Berechnung des CO2-Fußabdrucks und Auswertung der Ergebnisse
Die Referenz und das Eco-Szenario wurden mit der Software Umberto LCA+ modelliert und mit Daten aus der Ecoinvent-Datenbank und Plastics Europe untersetzt. Anschließend wurde durch Berechnung des Modells ein CO2-Fußabdruck für jede Phase des Produktlebenszyklus ermittelt. Auf diese Weise kann die Wirksamkeit jeder Maßnahme im Eco-Szenario differenziert bewertet werden.
Fazit
Der CO2-Fußabdruck (cradle-to-grave) des Funktionsträgerbauteils konnte mit Hilfe des Eco-Szenarios um ca. 40 % gegenüber der Referenz gesenkt werden. Anhand der Berechnungen wird deutlich, welch großen Einfluss eine gezielte Werkstoffauswahl auf die potenziellen Treibhausgasemissionen hat. Durch die Verwendung von Kunststofftypen mit niedrigem CO2-Fußabdruck kombiniert mit Sekundärrohstoffen (hier PP/PE-PCR) kann eine deutliche Reduktion der Treibhausgasemissionen erzielt werden. Zudem zeigt das berechnete Szenario die hohe Relevanz des Bauteilgewichts bei bewegten Bauteilen auf. Insbesondere bei einer ausgeprägten Nutzungsphase mit zahlreichen Beschleunigungsvorgängen (hier Komponente in PKW) erschließt sich durch konsequente Anwendung von Leichtbauweisen ein erhebliches Einsparpotenzial der Treibhausgasemissionen. So konnten mit Hilfe des Thermoplast-Schaumspritzgießens das Bauteilgewicht und damit auch die bauteilbezogenen Treibhausgasemissionen in der Nutzungsphase bei vergleichbarer mechanischer Performance um 25 % reduziert werden.

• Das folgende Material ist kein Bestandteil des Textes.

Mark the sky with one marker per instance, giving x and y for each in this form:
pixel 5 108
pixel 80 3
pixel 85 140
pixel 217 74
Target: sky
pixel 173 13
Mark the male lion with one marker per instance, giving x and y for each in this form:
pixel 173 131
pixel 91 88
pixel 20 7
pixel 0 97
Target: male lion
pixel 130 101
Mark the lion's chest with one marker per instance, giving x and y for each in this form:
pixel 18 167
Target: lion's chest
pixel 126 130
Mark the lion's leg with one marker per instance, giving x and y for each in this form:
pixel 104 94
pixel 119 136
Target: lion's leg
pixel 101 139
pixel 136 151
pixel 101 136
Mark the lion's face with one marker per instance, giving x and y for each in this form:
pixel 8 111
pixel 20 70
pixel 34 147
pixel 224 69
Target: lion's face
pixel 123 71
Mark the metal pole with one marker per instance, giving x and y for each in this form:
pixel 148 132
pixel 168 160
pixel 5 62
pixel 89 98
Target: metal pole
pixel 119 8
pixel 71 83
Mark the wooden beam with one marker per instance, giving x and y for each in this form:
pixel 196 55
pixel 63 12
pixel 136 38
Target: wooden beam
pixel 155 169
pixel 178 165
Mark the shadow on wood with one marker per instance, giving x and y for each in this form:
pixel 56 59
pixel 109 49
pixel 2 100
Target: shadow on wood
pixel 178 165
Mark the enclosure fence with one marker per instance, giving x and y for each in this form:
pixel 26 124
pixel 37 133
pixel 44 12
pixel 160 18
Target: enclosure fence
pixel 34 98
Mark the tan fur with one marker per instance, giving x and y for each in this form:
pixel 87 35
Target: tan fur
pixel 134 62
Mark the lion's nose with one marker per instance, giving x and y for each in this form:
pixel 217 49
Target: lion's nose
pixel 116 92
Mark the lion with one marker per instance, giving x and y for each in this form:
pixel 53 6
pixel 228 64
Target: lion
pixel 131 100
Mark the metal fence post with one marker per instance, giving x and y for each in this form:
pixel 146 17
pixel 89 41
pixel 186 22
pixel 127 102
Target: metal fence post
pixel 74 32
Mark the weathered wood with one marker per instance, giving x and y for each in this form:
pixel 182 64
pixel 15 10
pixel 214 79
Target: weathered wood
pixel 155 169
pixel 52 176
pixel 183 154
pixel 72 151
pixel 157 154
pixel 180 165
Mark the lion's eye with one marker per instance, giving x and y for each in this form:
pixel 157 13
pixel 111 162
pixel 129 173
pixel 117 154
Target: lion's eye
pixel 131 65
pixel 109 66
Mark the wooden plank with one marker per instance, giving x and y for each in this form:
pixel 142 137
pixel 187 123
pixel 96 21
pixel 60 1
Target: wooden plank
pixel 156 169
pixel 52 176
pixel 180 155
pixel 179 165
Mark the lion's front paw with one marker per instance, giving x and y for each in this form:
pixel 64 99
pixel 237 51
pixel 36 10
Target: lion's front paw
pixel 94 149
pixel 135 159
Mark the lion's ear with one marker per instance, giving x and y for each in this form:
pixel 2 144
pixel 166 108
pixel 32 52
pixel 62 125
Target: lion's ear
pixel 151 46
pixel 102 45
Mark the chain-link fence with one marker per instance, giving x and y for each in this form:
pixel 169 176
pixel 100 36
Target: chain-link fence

Die vorliegenden Untersuchungen verdeutlichen, wie wichtig die ganzheitliche Betrachtung entlang des gesamten Produktlebenszyklus ist. Werden bei dem beschriebenen Funktionsträgerbauteil lediglich die Phasen Rohstoff+Vorprodukte und Produktion betrachtet (cradle-to-gate-Ansatz), so ändert sich die Emissionsverteilung und folglich auch die Priorisierung potenzieller Optimierungsmaßnahmen zur Senkung des CO2-Fußabdrucks.
Pressemitteilung des KUZ vom 03.11.2022.